Is the word ‘pet’ an insult?12th May 2011
Oxford Theology Faculty Fellow Dr Andrew Linzey has caused a stir this week with his claim that the label ‘pet’ is derogatory, favouring the term ‘companion animals’.
The comments appeared in the first issue of new academic publication The Journal of Animal Ethics, of which Dr Linzey, a long-term animal rights activist, is co-editor. Along with the term ‘pet’ Linzey would also see ‘wild’ replaced with ‘free-living’ and ‘owner’ with ‘human-carer’.
Dr Linzey said: “We do need to examine our language about animals because a lot of it is derogatory in the sense that it belittles them and our relations with them.”
But Tom Holder, a member of Pro-Test, an Oxford-based group that campaigns for the continuation of animal testing, said: “To change [pets’] names to ‘companion animals’ would be to misunderstand the one-way responsibility we have for our pets.
“Andrew Linzey’s push for animal rights poses a threat to the future of medical research – and through that the health of humans and animals alike…Animals do not have rights. Rights entail duties; animals lack the cognitive facilities to participate in any such moral agreement.” He did applaud Linzey for “making his argument in a calm and rational manner”.
Christ Church theology Dr John Perry supported Dr Linzey. He said: “When I tell my children not to use ethnic slurs, I don’t say: ‘But go ahead as long as there are no minorities around to hear you.’ I tell them never to use such language, because language affects hearer and speaker alike. Dr Linzey’s basic point is exactly right: part of becoming the kind of person who can contribute to the well-being of the whole of creation is careful attention to the language we use.”

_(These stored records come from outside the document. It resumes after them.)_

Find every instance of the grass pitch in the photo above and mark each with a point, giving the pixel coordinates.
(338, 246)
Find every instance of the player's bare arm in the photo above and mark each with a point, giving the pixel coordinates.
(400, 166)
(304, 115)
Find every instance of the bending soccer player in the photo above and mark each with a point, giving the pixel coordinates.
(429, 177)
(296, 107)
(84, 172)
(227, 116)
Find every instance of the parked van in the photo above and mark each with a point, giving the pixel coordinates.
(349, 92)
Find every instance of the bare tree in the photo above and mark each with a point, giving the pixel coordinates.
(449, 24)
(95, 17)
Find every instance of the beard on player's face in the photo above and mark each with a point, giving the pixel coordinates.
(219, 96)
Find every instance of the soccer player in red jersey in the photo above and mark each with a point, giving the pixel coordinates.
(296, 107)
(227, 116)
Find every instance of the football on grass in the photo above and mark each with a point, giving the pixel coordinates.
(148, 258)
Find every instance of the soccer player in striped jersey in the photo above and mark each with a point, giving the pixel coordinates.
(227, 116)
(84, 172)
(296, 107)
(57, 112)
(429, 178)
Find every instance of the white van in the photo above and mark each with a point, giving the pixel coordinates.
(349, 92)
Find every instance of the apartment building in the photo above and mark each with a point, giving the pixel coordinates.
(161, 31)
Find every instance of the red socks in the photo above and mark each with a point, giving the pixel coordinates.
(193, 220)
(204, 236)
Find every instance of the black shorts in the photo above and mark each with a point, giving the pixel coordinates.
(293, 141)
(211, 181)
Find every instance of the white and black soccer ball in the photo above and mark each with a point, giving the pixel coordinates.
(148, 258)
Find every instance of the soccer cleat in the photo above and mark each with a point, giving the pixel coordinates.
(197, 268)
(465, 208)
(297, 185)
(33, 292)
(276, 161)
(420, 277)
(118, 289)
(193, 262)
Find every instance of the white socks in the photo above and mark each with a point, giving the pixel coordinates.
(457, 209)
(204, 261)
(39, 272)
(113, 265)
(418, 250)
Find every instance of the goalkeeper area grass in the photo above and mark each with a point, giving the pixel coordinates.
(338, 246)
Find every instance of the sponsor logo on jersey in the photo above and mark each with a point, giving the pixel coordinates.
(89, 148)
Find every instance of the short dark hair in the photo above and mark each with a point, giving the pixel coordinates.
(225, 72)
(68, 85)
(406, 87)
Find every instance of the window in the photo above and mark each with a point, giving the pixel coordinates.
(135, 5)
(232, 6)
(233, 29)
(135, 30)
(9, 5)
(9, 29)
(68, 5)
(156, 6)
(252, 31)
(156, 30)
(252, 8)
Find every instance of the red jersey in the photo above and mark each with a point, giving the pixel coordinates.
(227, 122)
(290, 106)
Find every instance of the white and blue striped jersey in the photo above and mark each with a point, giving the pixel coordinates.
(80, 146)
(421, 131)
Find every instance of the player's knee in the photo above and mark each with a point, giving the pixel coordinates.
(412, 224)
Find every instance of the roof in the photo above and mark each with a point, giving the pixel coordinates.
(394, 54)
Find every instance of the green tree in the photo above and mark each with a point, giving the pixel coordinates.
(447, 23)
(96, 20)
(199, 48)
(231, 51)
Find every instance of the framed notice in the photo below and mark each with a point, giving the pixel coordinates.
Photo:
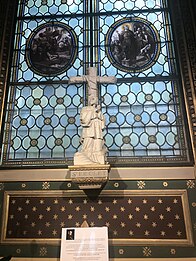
(84, 244)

But conservative philosopher Roger Scruton said: “Equality between humans and other animals is impossible. Are we going to try animals for murder? For example, people have the wrong image of cats, and our fondness for them (contained in the word ‘pets’) is a major ecological disaster, since they are, objectively speaking, pests.”
A spokesperson for PETA (People for the Ethical Treatment of Animals) responded: “’Pets’ and ‘pests’ are two sides of the same coin: both define animals only in relation to human preferences and prejudices.”
Dr Linzey spoke out against the “acres” of web articles that “misrepresented what we were saying”. He explained: “We did not say that calling companion animals “pets” is “insulting” to them, as some have reported. Obviously, animals cannot be insulted in that way.”